The community-based Te Korowai o Waiheke Project will receive $700,000 to accelerate the first stage of a rat eradication programme - the pilot. Seven new jobs in technical support and community liaison roles are being recruited.

Six jobs have been created to accelerate the Towards Predator-Free Taranaki Project led by Taranaki Regional Council. Work in the Kaitake zero possum zone and in urban and rural areas will benefit from $750,000 in new funding.

Predator Free Dunedin, a conservation collective of 22 organisations, will receive $150,000 to begin fundraising, communications and planning for an extension of its zero-possum area and to pilot stoat eradication on the Otago Peninsula.

Tū Mai Toanga, a collaborative project on Aotea Great Barrier Island, receives funding for four roles to assist with initial feasibility work on options for rat and feral cat removal. Predator Free 2050 Limited joins Auckland Council as a funder of Tū Mai Taonga, which was initiated by the Aotea Conservation Park Advisory Committee, with support from the Department of Conservation, sanctuaries and conservation groups. Predator Free 2050 Limited will provide up to $3m in co-funding over four years to create additional jobs, subject to the feasibility study identifying a well-supported and viable pathway for predator removal.

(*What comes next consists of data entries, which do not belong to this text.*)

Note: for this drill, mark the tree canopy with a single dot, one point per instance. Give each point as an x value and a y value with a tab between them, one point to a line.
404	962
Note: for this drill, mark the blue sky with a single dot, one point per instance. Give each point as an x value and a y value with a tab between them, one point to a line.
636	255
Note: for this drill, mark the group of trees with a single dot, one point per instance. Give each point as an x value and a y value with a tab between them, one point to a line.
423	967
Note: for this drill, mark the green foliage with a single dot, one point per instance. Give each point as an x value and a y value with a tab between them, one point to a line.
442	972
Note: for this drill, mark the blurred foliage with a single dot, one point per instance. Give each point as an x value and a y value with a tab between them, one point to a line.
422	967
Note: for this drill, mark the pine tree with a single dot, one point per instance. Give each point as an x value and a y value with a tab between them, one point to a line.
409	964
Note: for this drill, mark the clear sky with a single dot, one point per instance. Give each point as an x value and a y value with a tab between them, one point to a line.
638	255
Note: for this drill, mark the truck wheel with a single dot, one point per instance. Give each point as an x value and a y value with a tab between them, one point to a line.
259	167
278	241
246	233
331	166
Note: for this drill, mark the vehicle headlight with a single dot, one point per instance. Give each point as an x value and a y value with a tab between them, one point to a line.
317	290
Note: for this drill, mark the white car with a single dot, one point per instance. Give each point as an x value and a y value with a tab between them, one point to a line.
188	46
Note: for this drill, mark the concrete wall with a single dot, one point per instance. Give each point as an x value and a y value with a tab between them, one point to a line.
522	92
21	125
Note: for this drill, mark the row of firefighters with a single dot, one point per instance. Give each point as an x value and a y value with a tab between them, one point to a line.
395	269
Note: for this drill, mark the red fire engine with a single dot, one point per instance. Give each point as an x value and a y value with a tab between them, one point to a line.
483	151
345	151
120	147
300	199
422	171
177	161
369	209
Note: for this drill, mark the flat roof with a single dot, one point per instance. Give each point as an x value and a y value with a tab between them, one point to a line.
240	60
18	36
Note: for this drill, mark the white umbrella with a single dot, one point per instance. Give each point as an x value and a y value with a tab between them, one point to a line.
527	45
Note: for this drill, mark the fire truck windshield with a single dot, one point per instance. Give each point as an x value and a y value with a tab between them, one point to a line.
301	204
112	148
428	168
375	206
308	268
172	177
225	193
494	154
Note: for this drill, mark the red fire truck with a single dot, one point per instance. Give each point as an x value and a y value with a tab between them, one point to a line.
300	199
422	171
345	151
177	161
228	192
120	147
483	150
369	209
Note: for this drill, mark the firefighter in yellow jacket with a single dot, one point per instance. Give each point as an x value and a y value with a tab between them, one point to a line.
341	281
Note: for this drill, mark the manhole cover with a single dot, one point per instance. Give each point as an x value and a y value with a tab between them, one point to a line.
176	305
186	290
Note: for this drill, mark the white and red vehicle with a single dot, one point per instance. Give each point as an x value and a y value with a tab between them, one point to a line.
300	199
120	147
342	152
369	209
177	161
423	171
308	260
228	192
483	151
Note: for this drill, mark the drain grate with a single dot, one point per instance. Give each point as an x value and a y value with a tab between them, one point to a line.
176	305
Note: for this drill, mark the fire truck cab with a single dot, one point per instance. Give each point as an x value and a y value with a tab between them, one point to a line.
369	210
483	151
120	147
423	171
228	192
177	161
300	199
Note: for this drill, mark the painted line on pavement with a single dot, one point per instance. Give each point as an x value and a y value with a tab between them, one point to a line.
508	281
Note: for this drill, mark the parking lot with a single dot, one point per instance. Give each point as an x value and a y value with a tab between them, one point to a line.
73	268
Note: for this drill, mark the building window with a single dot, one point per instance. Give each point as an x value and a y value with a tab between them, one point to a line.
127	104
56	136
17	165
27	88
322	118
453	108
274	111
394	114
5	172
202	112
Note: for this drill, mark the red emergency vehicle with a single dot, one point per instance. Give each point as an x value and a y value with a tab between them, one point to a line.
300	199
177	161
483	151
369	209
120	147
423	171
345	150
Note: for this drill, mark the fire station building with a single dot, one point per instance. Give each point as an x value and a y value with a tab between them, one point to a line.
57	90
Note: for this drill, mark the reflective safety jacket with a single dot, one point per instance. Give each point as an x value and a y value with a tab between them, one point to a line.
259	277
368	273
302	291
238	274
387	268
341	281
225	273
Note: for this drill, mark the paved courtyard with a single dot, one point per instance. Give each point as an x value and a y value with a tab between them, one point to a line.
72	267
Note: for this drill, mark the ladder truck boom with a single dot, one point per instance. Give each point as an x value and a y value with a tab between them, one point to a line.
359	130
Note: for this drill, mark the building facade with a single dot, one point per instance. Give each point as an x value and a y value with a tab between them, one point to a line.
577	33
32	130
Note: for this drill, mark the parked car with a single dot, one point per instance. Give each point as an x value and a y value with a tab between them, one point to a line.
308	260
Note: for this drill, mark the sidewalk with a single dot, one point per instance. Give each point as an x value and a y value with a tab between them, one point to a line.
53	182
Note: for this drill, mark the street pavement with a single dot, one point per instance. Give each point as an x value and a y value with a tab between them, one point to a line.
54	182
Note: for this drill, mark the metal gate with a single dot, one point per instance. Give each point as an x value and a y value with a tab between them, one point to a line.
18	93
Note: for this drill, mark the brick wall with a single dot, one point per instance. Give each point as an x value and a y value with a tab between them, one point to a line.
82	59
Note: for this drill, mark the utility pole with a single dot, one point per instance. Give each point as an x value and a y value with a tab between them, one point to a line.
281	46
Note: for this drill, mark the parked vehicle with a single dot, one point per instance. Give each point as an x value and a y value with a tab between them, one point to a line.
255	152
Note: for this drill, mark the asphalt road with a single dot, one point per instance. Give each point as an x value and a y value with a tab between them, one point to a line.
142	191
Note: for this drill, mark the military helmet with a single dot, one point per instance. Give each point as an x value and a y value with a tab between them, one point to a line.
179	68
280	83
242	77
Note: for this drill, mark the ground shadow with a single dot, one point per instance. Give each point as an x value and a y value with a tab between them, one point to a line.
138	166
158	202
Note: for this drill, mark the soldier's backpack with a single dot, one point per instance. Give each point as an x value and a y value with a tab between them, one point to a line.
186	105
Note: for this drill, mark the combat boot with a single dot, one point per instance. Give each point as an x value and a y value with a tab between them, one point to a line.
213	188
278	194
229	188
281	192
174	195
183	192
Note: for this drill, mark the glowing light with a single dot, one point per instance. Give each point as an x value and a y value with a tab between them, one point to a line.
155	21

"These projects are about enabling iwi and communities to protect and bring back native wildlife to where they live and work. We are seeing the return of species like robins and kākā when predators are removed and have the prospect of returning kiwi to places where they have been missing for generations. These Jobs for Nature investments are also designed to create lasting cultural, social and economic benefits," says Abbie Reynolds.